The single question ascertaining whether respondents had ever taken a class or course in how to manage their diabetes allows public health systems to monitor the percentage of adults with diabetes who receive DSME on a state and national level. There are two significant problems with using this question: first, one cannot determine the quality of and setting for DSME delivery; and, second, one cannot quantify DSME duration for each respondent. A state-added question included in the 2008 Florida BRFSS survey attempted to quantify DSME duration but did not attempt to ascertain DSME quality and setting. Respondents who indicated they had ever taken a course or class in how to manage diabetes were asked to respond to the state-added question listed in Table 1 (17). Of the 1,446 respondents with diagnosed diabetes, 1,445 (99.9%) had valid responses to the diabetes module’s DSME question, and 1,335 (92.3%) had valid responses to the state-added DSME duration question. To our knowledge, Florida is the only state that has used this state-added question.

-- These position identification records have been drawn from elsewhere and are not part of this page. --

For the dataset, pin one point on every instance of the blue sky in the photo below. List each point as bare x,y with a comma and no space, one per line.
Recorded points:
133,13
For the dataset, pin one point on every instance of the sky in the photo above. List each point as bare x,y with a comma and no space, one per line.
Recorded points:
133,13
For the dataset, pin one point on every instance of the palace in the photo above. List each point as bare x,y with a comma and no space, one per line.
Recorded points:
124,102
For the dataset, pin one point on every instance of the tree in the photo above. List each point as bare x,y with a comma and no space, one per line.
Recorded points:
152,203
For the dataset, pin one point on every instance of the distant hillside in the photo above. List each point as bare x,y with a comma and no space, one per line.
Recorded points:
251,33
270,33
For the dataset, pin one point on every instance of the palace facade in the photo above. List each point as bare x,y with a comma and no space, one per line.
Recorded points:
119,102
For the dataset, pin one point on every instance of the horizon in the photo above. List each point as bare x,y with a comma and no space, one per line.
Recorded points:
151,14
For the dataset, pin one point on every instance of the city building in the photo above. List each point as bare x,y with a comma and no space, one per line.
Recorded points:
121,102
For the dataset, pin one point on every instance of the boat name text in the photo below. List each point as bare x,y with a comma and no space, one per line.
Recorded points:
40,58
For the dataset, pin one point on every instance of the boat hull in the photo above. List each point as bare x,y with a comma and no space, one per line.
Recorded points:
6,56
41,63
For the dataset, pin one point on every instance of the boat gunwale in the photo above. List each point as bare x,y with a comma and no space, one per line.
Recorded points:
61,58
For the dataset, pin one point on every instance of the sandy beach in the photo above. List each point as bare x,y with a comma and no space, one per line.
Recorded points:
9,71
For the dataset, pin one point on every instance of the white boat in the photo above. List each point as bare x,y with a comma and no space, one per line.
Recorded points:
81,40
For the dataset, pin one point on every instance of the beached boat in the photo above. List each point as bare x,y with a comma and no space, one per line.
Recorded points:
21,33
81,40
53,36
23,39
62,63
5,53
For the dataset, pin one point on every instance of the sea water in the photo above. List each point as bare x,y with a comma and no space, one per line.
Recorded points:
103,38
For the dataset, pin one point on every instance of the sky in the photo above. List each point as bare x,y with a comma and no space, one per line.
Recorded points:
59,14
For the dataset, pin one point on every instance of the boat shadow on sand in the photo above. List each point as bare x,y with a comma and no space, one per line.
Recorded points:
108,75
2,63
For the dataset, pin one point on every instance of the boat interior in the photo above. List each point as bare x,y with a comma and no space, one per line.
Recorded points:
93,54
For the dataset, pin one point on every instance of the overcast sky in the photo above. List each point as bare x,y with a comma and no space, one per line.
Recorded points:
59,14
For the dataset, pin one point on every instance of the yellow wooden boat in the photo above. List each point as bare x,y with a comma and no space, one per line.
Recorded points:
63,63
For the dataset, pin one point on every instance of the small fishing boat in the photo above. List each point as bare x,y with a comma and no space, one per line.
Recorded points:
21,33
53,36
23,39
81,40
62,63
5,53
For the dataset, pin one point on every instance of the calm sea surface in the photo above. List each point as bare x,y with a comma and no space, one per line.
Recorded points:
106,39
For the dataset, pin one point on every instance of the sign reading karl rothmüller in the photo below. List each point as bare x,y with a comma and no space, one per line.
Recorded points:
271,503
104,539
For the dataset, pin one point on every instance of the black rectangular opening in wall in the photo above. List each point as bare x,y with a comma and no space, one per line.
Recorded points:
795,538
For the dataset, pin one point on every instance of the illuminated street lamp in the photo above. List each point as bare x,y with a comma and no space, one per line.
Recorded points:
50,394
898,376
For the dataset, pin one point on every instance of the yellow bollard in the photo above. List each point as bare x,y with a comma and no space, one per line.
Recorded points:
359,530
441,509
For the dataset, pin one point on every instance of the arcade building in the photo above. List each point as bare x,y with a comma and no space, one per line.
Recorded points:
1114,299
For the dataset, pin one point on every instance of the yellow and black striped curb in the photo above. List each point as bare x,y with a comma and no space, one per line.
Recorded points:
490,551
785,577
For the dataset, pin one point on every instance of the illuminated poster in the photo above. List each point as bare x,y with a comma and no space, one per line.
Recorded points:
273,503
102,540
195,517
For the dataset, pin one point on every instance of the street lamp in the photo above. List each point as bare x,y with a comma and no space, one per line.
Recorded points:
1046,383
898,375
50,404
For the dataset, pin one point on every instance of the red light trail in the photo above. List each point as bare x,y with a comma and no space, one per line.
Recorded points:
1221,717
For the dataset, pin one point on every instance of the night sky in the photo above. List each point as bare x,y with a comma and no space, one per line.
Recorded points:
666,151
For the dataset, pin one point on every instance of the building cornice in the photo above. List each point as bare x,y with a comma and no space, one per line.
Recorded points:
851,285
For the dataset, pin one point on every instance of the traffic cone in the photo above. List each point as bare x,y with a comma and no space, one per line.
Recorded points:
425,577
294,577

From the responses to this added question, the independent variable of interest, DSME duration, was categorized in the following manner: no DSME, >0 to <4 hours, 4–10 hours, and >10 hours. Several dichotomous (yes/no) dependent variables were examined using data from corresponding questions listed in Table 1: engaged in self-monitoring of blood glucose (SMBG) at least once per day on average (engaged in SMBG); received at least one dilated retinal exam in the past year (annual eye exam); received at least one foot exam by a health care professional in the past year (annual foot exam); received at least two A1C tests in the past year (two HbA1c tests); received an influenza vaccination either by injection or spray in the past year (annual flu shot); ever received a pneumococcal vaccination (one-time pneumococcal); and uses insulin. For each of the dependent variable questions, “don’t know” and “refused” were response options on the survey that were treated as missing data in the analyses. The data were weighted to account for nonresponse and were managed using SAS version 9.2 (SAS, Cary, N.C.). Descriptive, χ2, and logistic regression analyses were conducted using SUDAAN version 11.0 (SUDAAN, Research Triangle Park, NC).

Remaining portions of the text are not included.